When I was four years old, Mom and Dad frequently read to us out of a small storybook about the New Testament. One of the pictures from that book which sticks in my head is of a starry sky over Lake Galilee. The stars in the picture, contrary to my experience at the time, were multi-colored--like a sky full of Fruit Loops. Although that would have been my preferred experience of the sky, I knew it was false, and I probably asked Mom and Dad endless questions about why the stars over Galilee were colored while ours were a bland white.

Well, tonight, while walking back from supper here in Tucson, a city which regulates night-time lighting to maximize star viewing even in the downtown area, I spotted Sirius, the brightest star in the sky. Right now, it appears beneath the contellation Orion, about 15 degrees closer to the horizon.

I had to look twice because what I saw was unbelievably bright, and it was twinkling in so many different colors--red, green and blue, at least--that I thought at first it was a far-away plane coming in for a landing.

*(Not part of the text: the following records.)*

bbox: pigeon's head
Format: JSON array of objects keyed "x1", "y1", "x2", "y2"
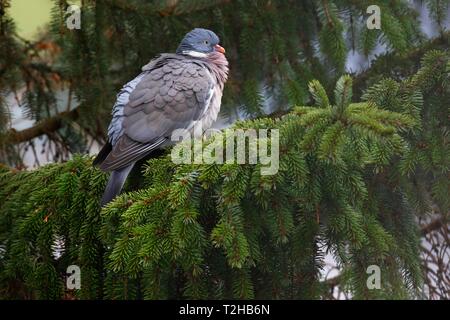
[{"x1": 176, "y1": 28, "x2": 225, "y2": 57}]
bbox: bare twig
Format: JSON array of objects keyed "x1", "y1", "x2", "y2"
[{"x1": 1, "y1": 108, "x2": 79, "y2": 145}]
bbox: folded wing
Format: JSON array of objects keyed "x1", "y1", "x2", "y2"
[{"x1": 99, "y1": 56, "x2": 215, "y2": 171}]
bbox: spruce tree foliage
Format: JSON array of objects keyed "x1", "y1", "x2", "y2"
[
  {"x1": 2, "y1": 49, "x2": 448, "y2": 298},
  {"x1": 0, "y1": 0, "x2": 449, "y2": 299}
]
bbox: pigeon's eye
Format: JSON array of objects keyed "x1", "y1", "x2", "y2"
[{"x1": 203, "y1": 40, "x2": 209, "y2": 45}]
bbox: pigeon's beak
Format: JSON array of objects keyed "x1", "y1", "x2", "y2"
[{"x1": 214, "y1": 44, "x2": 226, "y2": 54}]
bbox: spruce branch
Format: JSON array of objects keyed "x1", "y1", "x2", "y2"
[{"x1": 421, "y1": 217, "x2": 448, "y2": 236}]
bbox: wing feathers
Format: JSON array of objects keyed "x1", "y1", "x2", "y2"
[
  {"x1": 100, "y1": 135, "x2": 166, "y2": 171},
  {"x1": 101, "y1": 54, "x2": 219, "y2": 172}
]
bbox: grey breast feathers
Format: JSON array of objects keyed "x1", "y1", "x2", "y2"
[{"x1": 100, "y1": 54, "x2": 219, "y2": 172}]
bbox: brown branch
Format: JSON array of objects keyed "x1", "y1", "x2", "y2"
[
  {"x1": 2, "y1": 108, "x2": 79, "y2": 145},
  {"x1": 321, "y1": 0, "x2": 335, "y2": 27},
  {"x1": 324, "y1": 274, "x2": 341, "y2": 287},
  {"x1": 421, "y1": 217, "x2": 448, "y2": 236}
]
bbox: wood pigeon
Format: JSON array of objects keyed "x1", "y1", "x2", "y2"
[{"x1": 93, "y1": 28, "x2": 229, "y2": 206}]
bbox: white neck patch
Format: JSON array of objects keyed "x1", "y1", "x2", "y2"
[{"x1": 182, "y1": 50, "x2": 208, "y2": 58}]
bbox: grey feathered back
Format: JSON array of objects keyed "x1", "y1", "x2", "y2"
[
  {"x1": 107, "y1": 72, "x2": 147, "y2": 146},
  {"x1": 99, "y1": 52, "x2": 228, "y2": 172},
  {"x1": 93, "y1": 29, "x2": 228, "y2": 207}
]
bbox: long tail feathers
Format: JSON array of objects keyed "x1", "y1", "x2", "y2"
[
  {"x1": 93, "y1": 141, "x2": 112, "y2": 166},
  {"x1": 100, "y1": 163, "x2": 135, "y2": 207}
]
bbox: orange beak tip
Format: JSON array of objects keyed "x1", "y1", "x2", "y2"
[{"x1": 215, "y1": 44, "x2": 226, "y2": 54}]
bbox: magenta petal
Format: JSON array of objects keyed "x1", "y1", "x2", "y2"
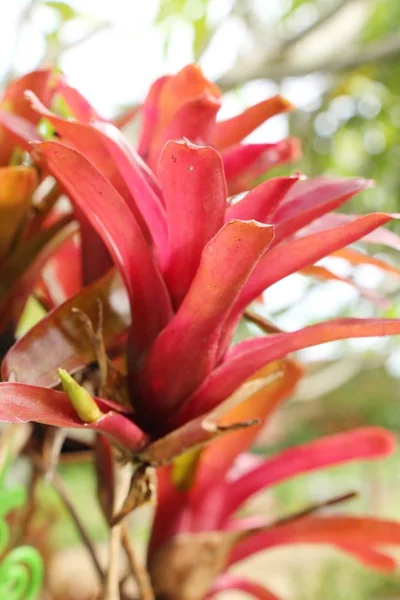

Looked it up when I got inside and found that Sirius is considered "the king of the twinklers." I don't think it twinkles in the Minnesota night sky, but here in the clear desert air of Tucson, after a day which was perfectly cloudless, Sirius was really putting on a show. Sirius is usually more towards the blue end of the spectrum, but tonight it was busyly changing from blue to red to pink and green in quick succession.

One of the pleasures of Tucson: A twinkling, clear winter sky with weather warm enough to get out and enjoy it.